4  In her text for the exhibition catalog, Robin Williams wrote, “In a 2011 interview, Milagros de la Torre described her examinations of the photographic image and its role in constructing Peruvian identities as stemming from “a desire to make sense of it all, of fixing the shadows.” Ms. de la Torre finished the interview describing her work thus: “Depending upon which project, I believe there’s a common thread that runs throughout my work along the almost twenty years, as an artist. The idea of the trace, de-codification, the marginal and the comprehension of a dark side within all of us.” Edward J. Sullivan, “Interview with Milagros de la Torre,” May 17, 2011. http://www.as-coa.org/articles/interview-milagros-de-la-torre.

Milagros de la Torres’ works in the exhibit bear the name Under the black sun (Bajo el sol negro). They consist of negative images of mostly indigenous peoples portraits.
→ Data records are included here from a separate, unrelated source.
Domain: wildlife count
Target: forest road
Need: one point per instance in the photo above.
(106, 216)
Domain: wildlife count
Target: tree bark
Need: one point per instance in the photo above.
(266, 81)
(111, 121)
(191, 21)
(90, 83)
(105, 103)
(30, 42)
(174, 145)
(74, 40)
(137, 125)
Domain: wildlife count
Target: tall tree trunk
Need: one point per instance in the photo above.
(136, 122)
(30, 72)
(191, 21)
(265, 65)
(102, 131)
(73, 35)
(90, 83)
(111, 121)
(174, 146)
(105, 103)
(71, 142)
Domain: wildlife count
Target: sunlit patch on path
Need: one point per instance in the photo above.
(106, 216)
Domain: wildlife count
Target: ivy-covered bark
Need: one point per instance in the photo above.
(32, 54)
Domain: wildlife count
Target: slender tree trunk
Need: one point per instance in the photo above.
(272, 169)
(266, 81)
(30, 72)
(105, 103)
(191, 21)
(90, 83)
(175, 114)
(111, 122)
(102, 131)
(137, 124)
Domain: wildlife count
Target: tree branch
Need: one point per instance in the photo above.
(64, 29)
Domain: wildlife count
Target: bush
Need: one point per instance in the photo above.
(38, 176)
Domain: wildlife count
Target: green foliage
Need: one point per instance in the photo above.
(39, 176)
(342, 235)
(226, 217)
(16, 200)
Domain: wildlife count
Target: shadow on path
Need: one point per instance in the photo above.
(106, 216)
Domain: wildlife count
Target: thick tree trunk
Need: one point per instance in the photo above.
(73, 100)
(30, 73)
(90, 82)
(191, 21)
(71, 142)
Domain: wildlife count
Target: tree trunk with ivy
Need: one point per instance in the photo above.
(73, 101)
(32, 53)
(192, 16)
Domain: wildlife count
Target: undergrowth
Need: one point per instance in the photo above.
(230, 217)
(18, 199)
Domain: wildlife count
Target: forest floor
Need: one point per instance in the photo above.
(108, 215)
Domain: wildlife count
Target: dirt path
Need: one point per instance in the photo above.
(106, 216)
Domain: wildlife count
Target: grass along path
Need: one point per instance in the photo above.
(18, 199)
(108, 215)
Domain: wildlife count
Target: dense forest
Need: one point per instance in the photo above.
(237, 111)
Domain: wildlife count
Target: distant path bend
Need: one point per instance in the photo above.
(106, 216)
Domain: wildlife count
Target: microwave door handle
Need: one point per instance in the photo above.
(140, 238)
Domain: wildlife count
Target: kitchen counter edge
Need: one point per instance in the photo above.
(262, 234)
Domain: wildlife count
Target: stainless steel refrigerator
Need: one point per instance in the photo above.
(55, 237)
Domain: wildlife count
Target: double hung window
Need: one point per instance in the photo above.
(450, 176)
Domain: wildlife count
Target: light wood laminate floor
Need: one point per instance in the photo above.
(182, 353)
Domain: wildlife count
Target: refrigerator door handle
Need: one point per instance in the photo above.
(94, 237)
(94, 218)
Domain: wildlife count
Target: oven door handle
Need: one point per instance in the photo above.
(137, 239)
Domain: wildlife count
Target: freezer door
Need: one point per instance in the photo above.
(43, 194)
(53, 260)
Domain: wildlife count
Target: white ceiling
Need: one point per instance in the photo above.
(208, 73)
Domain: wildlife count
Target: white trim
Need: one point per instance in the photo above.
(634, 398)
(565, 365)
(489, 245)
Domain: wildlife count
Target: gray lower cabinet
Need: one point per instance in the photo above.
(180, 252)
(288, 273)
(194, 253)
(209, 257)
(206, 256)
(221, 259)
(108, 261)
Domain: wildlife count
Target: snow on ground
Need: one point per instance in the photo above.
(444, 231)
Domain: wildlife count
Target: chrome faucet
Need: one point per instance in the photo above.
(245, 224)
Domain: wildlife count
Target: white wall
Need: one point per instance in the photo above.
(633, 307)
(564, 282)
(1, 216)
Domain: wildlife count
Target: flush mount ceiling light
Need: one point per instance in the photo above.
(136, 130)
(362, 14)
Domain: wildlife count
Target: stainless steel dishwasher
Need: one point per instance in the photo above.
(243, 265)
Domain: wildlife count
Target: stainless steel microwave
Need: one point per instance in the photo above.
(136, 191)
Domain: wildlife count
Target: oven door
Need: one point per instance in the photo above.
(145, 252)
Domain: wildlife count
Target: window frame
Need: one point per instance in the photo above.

They often show the red dye with which negatives were treated in order to make the skin of the subjects lighter.

Fernando La Rosa was not part of The Peruvians exhibit. Said exhibit included only photographers working in Peru at the time. La Rosa was living in New Orleans in 1989. However, he endorsed the project wholeheartedly.

Peter Galassi in his book Before Photography: Painting and the Invention of Photography (Museum of Modern Art. New York: 1981) argued that an artistic tradition of the “sketch” bloomed in European art just before the advent of the photographic medium. It favored plain landscape, as opposed to the “historically important” landscape (place of a battle, great deeds, etc.). In a sense, Luz María Bedoya is reconnecting with that landscape sketch tradition that paved the way for what photography could chose to do.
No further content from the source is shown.